練馬区立美術館練馬区立美術館では、9月14日(火)より「稲垣仲静・稔次郎兄弟展」を開催いたします。大正期の日本画壇を風靡した国画創作協会展に、京都市立絵画専門学校在学中より入選を果たし、克明な自然描写の中に、官能性や狂気を表現する画家として将来を嘱望されながら、大正11年に25歳の若さで亡くなった稲垣仲静(1897-1922)。その弟で染色作家として名をなし、昭和37年に型絵染の人間国宝に認定された稔次郎(1902-63)。兄弟の父は日本画家であり工芸図案家でもあった稲垣竹埠(ちくう)で、兄弟でそれぞれの道を継ぐような形となりましたが、その根幹に共通するものは、身の回りの自然を凝視し、形象化しようとする強い意志でした。弟は早世した兄を終生尊敬し、ことある毎に「兄貴と二人展をしたい。兄貴には負けへんで」と語っていたといいます。今回の兄弟回顧展は、その念願を果たすもので、兄・仲静の数少ないながら現存が確認できた総ての遺作と、弟・稔次郎の代表作を一堂にあつめ、ジャンルが違うとはいえ、近代において自己の芸術創造を模索した二人の軌跡をあざやかに示す展示となります。京都国立近代美術館、笠岡市立竹喬美術館から巡回し、いよいよ東京での開催です。
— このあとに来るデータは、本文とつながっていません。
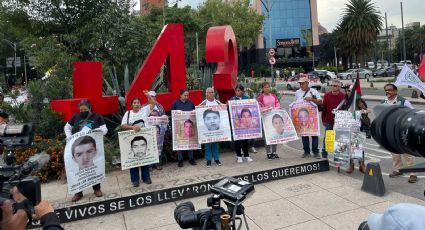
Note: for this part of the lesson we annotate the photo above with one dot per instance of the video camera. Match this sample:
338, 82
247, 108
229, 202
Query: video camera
232, 191
11, 174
[画像: 稲垣仲静「猫」(1919年頃)絹、墨、顔料 額装 71.0×55.6㎝ 星野画廊蔵;稲垣稔次郎 「野草村落模様着物」(制作年未詳) 絹、型絵染 着物 110.5×154.0㎝京都国立近代美術館蔵]
※一点だけの特別観覧「初公開!池大雅の水墨山水画」も同時開催致します。